But then Alito and his supporters are arguing the exact opposite. They say what was anti-democratic here is Roe because it was essentially legislation put out by nine unelected Americans on one of the most morally fraught issues that there is. And by giving the right to make laws about abortion back to the voters and back to their elected leaders, we're actually supporting democracy.
Where do you fall on all of this? So I think that my answer is probably pretty obvious. It is much more democratic for people to decide their representatives and or to just directly vote, which seems to be coming in the case of Kansas.
it makes more sense to me. And I think that it also forces us as a country to really come to grips with what we believe about abortion. I don't think that nine justices should decide the same thing for people in Texas versus the same things people in New York or California, because we all have different moral compasses that we follow. And I think that's part of why we choose to live where we live. But
It makes a lot more sense for people to try to make the case one way or the other at the ballot box or with their elected representatives. And that can, you know, that will sway elections. And I don't think that that's a bad thing. It might be a bad thing for Republicans in purple states like Virginia.
But I think that ultimately it's a far healthier thing. And Meghan McArdle said on Twitter, you know, I think that this is going to create a healthier national discourse long term, but short term, it's going to be pretty messy. And I think that that's I think that she's absolutely right.
I see a huge gap between the conversation taking place in much of the culture and what the judges actually say they are doing. What lots of people I know are saying is, this is radical. This ruling is wild. It's insane. They use much more colorful adjectives than that. The justices, at least the majority, are saying no. What's wild isn't that we're overturning Roe. What's wild is that Roe was ever the law of the land to begin with.
Here's how Kavanaugh put it in his concurrence.

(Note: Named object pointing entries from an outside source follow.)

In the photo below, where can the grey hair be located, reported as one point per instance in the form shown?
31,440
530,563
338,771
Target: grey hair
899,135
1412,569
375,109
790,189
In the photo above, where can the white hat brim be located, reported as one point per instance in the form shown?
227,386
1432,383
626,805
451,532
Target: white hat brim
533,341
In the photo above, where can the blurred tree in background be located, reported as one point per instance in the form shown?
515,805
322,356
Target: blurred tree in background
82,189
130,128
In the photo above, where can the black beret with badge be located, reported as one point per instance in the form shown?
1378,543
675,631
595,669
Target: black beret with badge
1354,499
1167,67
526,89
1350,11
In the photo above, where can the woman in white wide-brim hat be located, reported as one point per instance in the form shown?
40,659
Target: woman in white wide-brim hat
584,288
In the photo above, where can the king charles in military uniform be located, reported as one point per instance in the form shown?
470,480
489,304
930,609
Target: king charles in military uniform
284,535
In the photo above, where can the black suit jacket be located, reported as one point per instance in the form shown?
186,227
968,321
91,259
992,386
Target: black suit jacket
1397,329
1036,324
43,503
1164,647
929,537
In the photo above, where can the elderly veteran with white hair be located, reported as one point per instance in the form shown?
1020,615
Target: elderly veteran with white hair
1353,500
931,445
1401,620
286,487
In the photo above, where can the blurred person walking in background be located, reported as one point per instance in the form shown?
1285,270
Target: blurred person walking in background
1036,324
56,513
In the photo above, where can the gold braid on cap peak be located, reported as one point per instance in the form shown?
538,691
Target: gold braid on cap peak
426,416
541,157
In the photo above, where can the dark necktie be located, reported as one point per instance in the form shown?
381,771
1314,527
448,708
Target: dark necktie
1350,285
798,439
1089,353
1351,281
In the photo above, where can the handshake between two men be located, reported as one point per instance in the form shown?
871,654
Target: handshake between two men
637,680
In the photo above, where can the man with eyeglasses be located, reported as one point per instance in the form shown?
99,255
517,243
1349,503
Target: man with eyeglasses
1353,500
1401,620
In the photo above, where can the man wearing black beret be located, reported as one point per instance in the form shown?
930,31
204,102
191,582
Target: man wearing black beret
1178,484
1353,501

You're a law professor. You're the head of the National Constitution Center. Is he right? Is it true that the Constitution is neither pro-life nor pro-choice? Well, that's the question that the court is deciding in this case. And when people say that the court is behaving radically, or when people say it's behaving in a principled fashion, they're really fundamentally disagreeing about the
the court's approach to the Constitution. And there is now a dramatic, polarized, you could say radical difference between the methodology that's been adopted by the six justices in the Dobbs majority and the three dissenters. And the Dobbs majority, which now says that text, history, and tradition should be our sole guide, and if a right cannot be rooted in text, history, or tradition, it doesn't exist and shouldn't be balanced,
is a new interpretive claim, regardless of whether you think it's right or wrong. It has not been the approach of a majority of the Supreme Court
certainly since the New Deal era, but arguably ever. And the approach of the progressive justices, the liberal justices, who say that the conservatives are misapplying this methodology and that in fact precedent and changed circumstances and even broader principles of liberty and equality should rule, which is often called living constitutionalism, is a very different approach.
The reason this is such a significant moment and it makes it impossible to simplistically generalize about one side of the other as being pro-democracy or anti-democracy is that we're talking about a new era for constitutional interpretation. And there have been three previous big...
eras, the founding era, the Reconstruction era and the New Deal era, and really for the first time since 1936 and the shifting understanding of the Constitution that that court revolution ushered in, we're seeing a claim, call it the originalist era by six justices to return the Constitution to what they view as its original understanding in text and history.
And without taking a side on whether you think this is a good or bad idea, it represents a fundamental shift in the nature of American constitutional law about which there is radical disagreement, radical polarization, no common set of methodological assumptions on the part of the justices. And that is why...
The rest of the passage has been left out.